Garbanzo beans -- or chickpeas -- are the most commonly consumed legume in the world. Garbanzos are a good source of vitamins B6, C and zinc. They’re high in complex carbohydrates and fiber, and are an excellent source of protein. Chickpeas are a staple in the vegetarian diet and are often eaten in the form in hummus, falafels or curry. They are available year-round both dried and canned. Many home cooks who worry about chemicals in canned goods prefer using dried. A rice cooker is one way to prepare dried garbanzos effortlessly.
Lay out the dry garbanzo beans on a dishcloth, and pick out any debris, stones or damaged beans.
Place the beans in a colander, and rinse them thoroughly under cool, running water.
Soak the beans in a pot of water for at least 4 hours to reduce cooking time and make them easier to digest. Skim off any skins that float to the surface, drain the soaking liquid, and rinse the beans.

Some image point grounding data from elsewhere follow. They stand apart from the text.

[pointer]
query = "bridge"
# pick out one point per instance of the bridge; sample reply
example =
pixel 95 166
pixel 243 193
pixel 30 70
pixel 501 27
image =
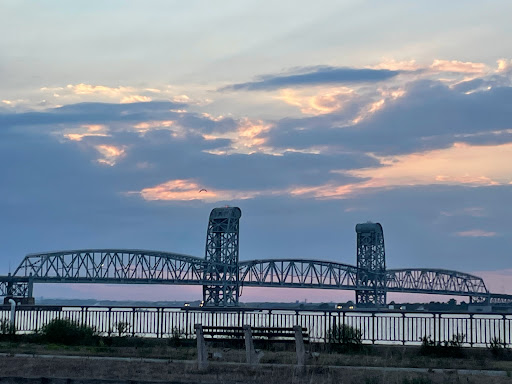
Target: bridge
pixel 223 275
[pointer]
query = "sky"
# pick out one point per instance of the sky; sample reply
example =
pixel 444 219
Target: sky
pixel 309 116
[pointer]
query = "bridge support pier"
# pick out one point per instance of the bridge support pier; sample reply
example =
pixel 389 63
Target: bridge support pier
pixel 371 263
pixel 221 273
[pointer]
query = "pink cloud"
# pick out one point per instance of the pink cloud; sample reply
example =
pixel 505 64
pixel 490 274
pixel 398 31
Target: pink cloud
pixel 476 233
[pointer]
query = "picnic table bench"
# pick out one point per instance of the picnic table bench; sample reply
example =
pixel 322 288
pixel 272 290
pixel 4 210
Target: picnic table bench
pixel 213 332
pixel 297 333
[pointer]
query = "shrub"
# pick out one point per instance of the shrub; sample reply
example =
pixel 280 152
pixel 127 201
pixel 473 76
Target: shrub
pixel 65 331
pixel 451 348
pixel 122 328
pixel 175 337
pixel 497 347
pixel 345 335
pixel 6 328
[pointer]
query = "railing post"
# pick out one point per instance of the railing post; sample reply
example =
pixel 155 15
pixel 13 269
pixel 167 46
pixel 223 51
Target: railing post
pixel 435 327
pixel 157 322
pixel 250 353
pixel 109 321
pixel 403 328
pixel 504 331
pixel 133 322
pixel 471 329
pixel 374 327
pixel 202 354
pixel 299 346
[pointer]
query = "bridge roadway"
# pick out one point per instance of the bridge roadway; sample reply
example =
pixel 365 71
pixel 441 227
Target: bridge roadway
pixel 125 266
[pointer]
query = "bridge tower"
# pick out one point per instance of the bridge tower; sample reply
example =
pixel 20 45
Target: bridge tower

Pour your garbanzo beans in the rice cooker bowl, and add water until it covers them by at least 3 inches. For added flavor, use vegetable stock to cook the beans instead of water.
Close the cover on the rice cooker, choose a regular cycle, and set the timer for an hour and a half. During the last half-hour, remove the cover and season the beans with salt.
Test the chickpeas for doneness by poking one or two with a fork. They should be tender and most of the water should be absorbed.
Drain the beans in your colander.
Things You'll Need
Water or vegetable broth
If you’re cooking the beans for a casserole like a chili or cassoulet, remove them when they’re al dente to allow for further cooking. Many elements affect the cooking time of dried legumes, including the age of the beans, whether hard or soft water is being used, and the mineral composition of the soil in which they were grown. At higher altitudes, beans take slightly longer to cook.